Unity #19 – Vol 3 Issue 11 – May/June 1999
Contribution: Carl Smith
Team Paradise Catalog 1997 Spring Edition
FR Cock Rings: In-lines 1st asymmetrical wheel
Words by: Nick Hartman
There is a big story to this. My philosophy on skating was always four down. In urban cities part of being an amazing skater is how you see the lay of the land in front of you. Curbs, walls, stairs, traffic, ledges, gaps, cobblestone, you name it, travelling at high speed, adapting to your immediate environment was the true calling of a great skater. Not driving to a spot to skate a handrail for an hour. Everyone on fr embodied the idea of city fluency. Think Dave Ortega. So ahead of his time, so part of his environment, so alive and balls out. His idea of skating was all day skating from spot to spot where the in between moments defined you.
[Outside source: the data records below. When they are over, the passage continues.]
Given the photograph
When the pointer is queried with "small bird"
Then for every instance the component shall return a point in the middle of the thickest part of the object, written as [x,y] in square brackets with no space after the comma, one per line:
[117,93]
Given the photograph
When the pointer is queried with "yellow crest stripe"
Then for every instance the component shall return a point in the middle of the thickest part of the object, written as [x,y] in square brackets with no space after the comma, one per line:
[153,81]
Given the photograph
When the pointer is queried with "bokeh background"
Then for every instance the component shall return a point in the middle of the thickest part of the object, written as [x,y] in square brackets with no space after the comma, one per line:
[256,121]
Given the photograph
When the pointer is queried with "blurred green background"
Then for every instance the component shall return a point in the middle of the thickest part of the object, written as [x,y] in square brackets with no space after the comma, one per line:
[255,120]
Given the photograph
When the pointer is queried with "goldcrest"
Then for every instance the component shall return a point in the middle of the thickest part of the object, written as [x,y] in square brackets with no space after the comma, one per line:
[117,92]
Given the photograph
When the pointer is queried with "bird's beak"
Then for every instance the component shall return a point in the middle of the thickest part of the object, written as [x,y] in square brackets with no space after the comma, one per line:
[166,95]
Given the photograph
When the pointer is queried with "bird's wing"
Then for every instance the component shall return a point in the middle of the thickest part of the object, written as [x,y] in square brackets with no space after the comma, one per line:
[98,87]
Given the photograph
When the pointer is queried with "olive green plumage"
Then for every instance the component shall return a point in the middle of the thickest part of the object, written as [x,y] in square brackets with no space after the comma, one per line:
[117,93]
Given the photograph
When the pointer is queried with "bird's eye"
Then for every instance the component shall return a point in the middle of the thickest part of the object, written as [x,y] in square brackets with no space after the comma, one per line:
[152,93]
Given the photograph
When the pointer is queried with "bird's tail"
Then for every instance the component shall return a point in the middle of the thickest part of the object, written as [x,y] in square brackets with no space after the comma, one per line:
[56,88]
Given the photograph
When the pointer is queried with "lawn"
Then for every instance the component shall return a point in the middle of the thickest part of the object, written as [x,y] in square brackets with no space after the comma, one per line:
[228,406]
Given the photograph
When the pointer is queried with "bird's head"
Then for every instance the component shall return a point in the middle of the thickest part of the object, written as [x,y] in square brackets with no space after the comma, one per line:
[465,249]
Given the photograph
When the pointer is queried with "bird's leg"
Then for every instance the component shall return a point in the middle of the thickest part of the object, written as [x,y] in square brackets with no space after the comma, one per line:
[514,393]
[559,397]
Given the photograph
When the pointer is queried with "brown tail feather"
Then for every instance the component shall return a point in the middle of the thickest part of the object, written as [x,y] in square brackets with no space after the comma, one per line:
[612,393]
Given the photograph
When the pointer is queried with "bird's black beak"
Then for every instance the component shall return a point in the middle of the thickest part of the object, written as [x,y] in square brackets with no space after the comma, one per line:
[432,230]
Dave Ortega rockin’ his signature ‘Cock Rings’
What people don’t realise that the ability for a skate to turn is something called a creep theory. It’s the even spacing between wheel that lets the skate turn smoothly. Under a microscope, the unified space between the wheels, the shaped quadratic profile of the wheel, all lend itself to never feel that the wheels are actually slipping. The softness of the urethane and rotational speed hide these million slips happening without or our awareness. When you ride anti-rocker the skate behaves like a fire truck with a second driver controlling the back wheels. My preference was to always design wheels to be four down.